Hukuka aykırı olarak ödediğimiz bu tutarların, yukarıda belirtilen yasal düzenlemelere istinaden tazminat olarak talep edilmesi ve geri alınması söz konusu olabilecektir. Bireysel başvurunun, Don Kişot’un yeldeğirmenleriyle savaşmasını andıracağı böyle bir durumda en isabetli çözümün, yüksek katılımlı ve toplu olarak ilgili ülkenin başkentinde açılacak dava olduğu kanaatindeyiz. Bu davada, ATAD’dan (Avrupa Topluluğu Adalet Divanı) görüş alınması ile gerçekleşecek bir süreçte, ödenen (özellikle İş amaçlı) vize ücretlerinin tazmin edilmesi ve geri alınması söz konusudur. Bu tür bir davada, iadeye tabi tutulacak vize tutarlarından ziyade, toplu başvurunun ilgili hükümetler nezdinde yaratacağı potansiyel etkinin fevkalade önem arzedeceği kanaatindeyiz.

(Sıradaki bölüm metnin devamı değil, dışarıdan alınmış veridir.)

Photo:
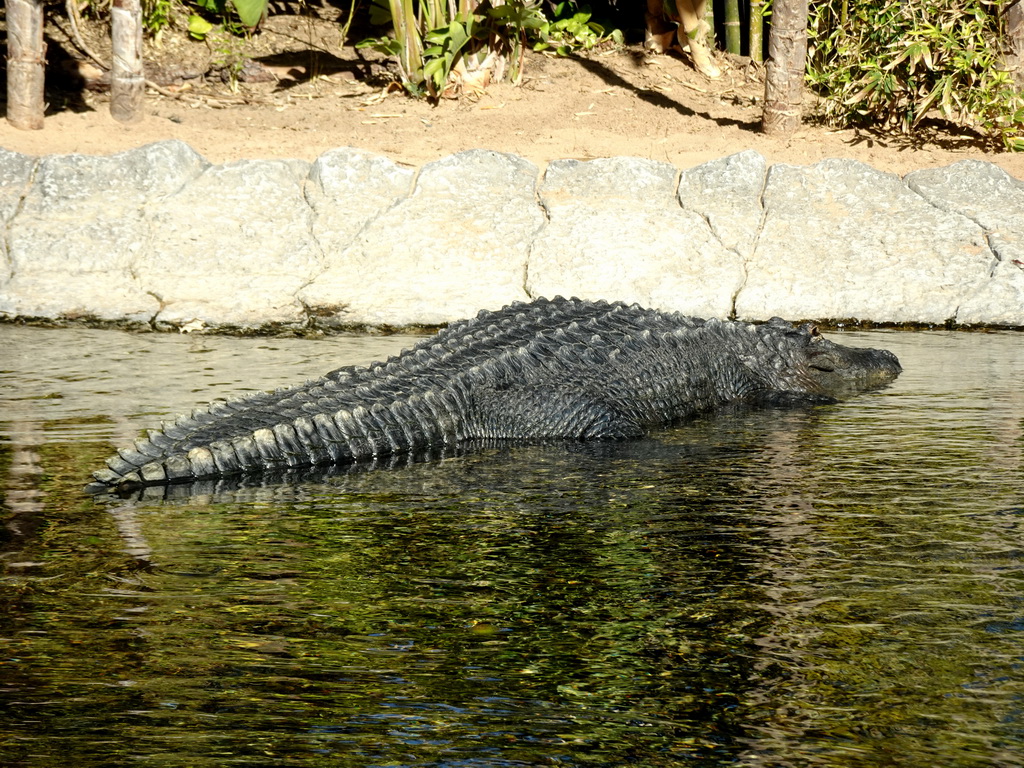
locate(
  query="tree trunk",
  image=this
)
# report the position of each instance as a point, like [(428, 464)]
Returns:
[(786, 64), (731, 26), (25, 64), (127, 81), (757, 31)]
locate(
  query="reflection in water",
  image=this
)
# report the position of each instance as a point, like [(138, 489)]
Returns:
[(836, 587)]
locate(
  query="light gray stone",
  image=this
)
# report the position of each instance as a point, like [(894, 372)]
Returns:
[(458, 244), (232, 247), (727, 194), (616, 231), (80, 227), (15, 172), (844, 241), (349, 188), (993, 199)]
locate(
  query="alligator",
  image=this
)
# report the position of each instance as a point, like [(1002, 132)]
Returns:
[(549, 370)]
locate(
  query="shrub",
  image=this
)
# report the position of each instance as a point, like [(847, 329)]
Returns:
[(891, 62)]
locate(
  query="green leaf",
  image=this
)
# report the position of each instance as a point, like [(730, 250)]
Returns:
[(199, 28), (250, 11)]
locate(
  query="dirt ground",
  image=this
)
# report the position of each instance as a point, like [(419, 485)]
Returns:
[(322, 94)]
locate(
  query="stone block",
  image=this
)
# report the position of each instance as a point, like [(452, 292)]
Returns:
[(616, 231), (458, 244), (232, 247), (81, 226), (994, 200), (842, 240), (727, 194)]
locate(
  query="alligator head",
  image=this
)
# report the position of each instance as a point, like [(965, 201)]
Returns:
[(800, 359)]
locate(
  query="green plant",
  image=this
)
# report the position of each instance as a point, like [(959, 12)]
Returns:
[(238, 16), (892, 62), (443, 45), (571, 31)]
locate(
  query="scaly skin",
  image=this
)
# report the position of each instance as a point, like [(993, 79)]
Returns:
[(561, 369)]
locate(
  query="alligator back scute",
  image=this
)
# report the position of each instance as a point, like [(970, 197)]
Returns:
[(559, 369)]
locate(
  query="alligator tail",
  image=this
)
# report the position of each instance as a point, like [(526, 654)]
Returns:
[(341, 436)]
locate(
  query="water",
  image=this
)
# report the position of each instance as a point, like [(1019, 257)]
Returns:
[(836, 587)]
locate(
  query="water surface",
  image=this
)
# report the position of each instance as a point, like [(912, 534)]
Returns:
[(835, 587)]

Bu davaya ve böyle bir harekete ivme kazandıracak en önemli faktör, TÜSİAD, TÜGİAD, İKV, TİM vs. gibi Sivil Toplum Örgütlerinin önderliğinde gerçekleşecek bir organizasyondur. Böyle bir davaya, bu yola gönül vermiş olan Harun Gümrükçü hocamızın başında bulunduğu ATAD Avrupa Türkiye Araştırmaları Enstitüsü’nün de destek vereceği inancındayız. ATAD, Avrupa Divanı nezdindeki 22 davanın 6’sına direkt, 9’una da dolaylı katkıda bulunmuştur. Öngördüğümüz bu davanın ön çalışmaları başlamış olup, geniş katılımın olması hedeflenmektedir. www.vizesizab.com web sitesinden bireysel başvuru ile ilgili çalışmalarımız takip edilebilir.

Avrupa İnsan Hakları Beyannamesi’nde özünü bulan seyahat özgürlüğüne gem vuran ve hukuka aykırı olarak nitelediğimiz AB’nin vize sorununun, bu türlü bir çalışma ile ortadan kalkacağı inancıyla, kar topunun çığa dönüşmesi için STK’nın bir an önce harekete geçmesini dileriz.